My 18 month old son wakes up, crying, two or three times a night. When I go in, he tells me he is hungry and I dutifully will go with him to the kitchen and feed him yogurt or a banana. A couple of times I have even made him a scrambled egg (at 2:30 in the morning! Who is this person?!) The only reason I do this is because he doesn't eat very much at dinnertime any more, so I feel guilty that he may indeed be hungry. I know that by feeding him at night he will come to expect it...and has....but on the other hand, what if he really IS hungry? How can I get him to eat more at dinner? I did sleep train him when he was 9-10 months old and is this just another sleep training situation? I'm exhausted and I need him to sleep through the night like he used to. So, has anyone ever gone through this and what did you do?
sleeping over a hot stove


It will not hurt him to be hungry for one night. He will learn to eat more at dinnertime!

This is a lesson I have recently learned, in a different context. My husband disappears into our only bathroom for 30 minutes each morning for his shower, etc. My son would always wait until my husband was in the shower to want to go to the potty, and we couldn't convince him to do it beforehand. We are in the middle of potty training, and of course I want him to go when he has to go, so I would either knock on the bathroom door and have him go in (which my husband hates) or have my son pee in a little bowl, and pour it into the toilet when the bathroom is free. I don't like using the little bowl. After a few times, my son would ONLY want to use the little bowl, not the real potty, so he would intentionally wait until the bathroom was in use. Finally I got sick of it, and when he had to use the potty and my husband was in the shower, I said, ''You just have to wait.'' He cried and got mad, and wet his pullup. But the next day he went right in to use the potty before my husband's shower, and he has ever since.

So the lesson is, he didn't learn that he couldn't use the potty when the bathroom was in use, until I really showed him. I think the same thing will happen when you stop giving your son food at night. You should say at dinnertime that there won't be any more midnight snacks, and then stick to it. In the morning give him a big breakfast, and then repeat at dinnertime that he won't get food in the middle of the night. I don't think it will take him too long. anon


This is one of those lovely times when you get to tell yourself entirely unsatisfying (but totally true) things like ''I decide what food to offer, and WHEN, and my child decides whether or not to eat.'' Then you decide that dinner, perhaps a bedtime snack, and breakfast, are when to offer food. Tell your son, both before the fact, and then every time he wakes up, that night is not a time for food, night is a time for sleeping. Repeat it ad nauseum every time he wakes up. Say it calmly, and say nothing else. Sit with him and offer comfort if you like. Perhaps provide a sippy cup of water for him. But under no circumstances feed him in the middle of the night, not even milk, not even if he ate nothing the day before, not even if he cries and cries. Kids are way smarter than we sometimes give them credit for. He will figure out that he better eat dinner if he is hungry.

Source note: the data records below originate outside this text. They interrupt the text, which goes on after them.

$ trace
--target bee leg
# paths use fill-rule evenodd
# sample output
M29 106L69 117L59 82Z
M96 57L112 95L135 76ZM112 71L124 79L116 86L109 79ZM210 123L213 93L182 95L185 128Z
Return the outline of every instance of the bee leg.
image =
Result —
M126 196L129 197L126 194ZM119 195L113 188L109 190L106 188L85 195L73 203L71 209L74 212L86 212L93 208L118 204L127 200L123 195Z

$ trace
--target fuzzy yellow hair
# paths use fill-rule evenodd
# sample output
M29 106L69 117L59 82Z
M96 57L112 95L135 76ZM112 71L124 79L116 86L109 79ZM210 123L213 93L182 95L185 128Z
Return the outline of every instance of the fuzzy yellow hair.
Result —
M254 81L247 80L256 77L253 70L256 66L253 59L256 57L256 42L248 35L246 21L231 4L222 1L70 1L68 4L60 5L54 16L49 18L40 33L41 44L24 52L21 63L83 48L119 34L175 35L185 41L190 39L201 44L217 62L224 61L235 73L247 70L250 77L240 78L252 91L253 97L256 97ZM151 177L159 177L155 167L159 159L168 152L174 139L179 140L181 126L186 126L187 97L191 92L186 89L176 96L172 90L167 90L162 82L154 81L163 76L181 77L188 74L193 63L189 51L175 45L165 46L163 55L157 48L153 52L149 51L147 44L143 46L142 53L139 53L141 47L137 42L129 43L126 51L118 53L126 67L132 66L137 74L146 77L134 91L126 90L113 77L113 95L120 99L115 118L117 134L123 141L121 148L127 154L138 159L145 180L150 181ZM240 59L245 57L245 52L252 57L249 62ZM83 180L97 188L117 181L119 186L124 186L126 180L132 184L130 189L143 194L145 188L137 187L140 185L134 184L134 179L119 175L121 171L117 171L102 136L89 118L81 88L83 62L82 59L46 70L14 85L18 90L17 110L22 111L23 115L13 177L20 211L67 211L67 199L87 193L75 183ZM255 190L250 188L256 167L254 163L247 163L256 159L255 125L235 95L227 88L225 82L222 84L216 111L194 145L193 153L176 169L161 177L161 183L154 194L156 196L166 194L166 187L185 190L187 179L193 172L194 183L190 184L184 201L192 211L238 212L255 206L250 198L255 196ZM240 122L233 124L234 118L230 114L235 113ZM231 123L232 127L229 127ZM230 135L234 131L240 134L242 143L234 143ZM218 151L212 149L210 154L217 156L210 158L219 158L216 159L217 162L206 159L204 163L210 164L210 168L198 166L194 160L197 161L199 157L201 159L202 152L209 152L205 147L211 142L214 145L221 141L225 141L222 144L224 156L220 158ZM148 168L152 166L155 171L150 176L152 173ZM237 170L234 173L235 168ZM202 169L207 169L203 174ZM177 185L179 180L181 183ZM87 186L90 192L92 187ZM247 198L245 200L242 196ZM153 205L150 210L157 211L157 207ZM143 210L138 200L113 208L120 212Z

If this ''cold turkey'' approach is too much for you, you could choose one food that he tolerates, but doesn't really like, and offer only that, ever. No negotiating. For my son, to get him to stop expecting a full meal at bedtime (in his case, a stall technique to try to stay up longer), we chose cooked carrots. He just didn't like the carrots enough to make it worth the effort, and gave up the endless ''but I'm hungry'' thing at bedtime in about 3 days. Karen


I think this is probably another sleep training situation, as you put it. All the books say that as long as toddlers are offered a reasonable selection of food a reasonable number of times per day (like 3 to 5), they won't starve themselves. So I hate to say it, but....good luck with that sleep training. anon


My 2 yo recently went through a bout of eating less at dinner and waking up hungry at night. I think she was overstimulated because of the holidays and the fact that we were experiencing a change in her daycare schedule. I started minimizing snacks/juices and doing them around 2 pm instead of 3 or 4 pm, so she would be really hungry for dinner by 6 pm. I made her favorite foods for dinner, and then offered snacks before bedtime (some as late as 10 pm)- yogurt, banana, even ice cream, until I was satisfied that she'd eaten enough to last the night. I wouldn't normally go to such lengths, but I think she might also have been going through another growth spurt and needing the extra calories. I just ask her whether she wants another yogurt after she finishes the first one (she loves the YoBaby, really rich yogurt with full fat). Sometimes she will down two in under 10 minutes!! But she's not waking up hungry at night anymore. I think they grow so fast sometimes they need more than we think they do, and it's not always easy to know whether they are in a growth spurt or not. Good luck!!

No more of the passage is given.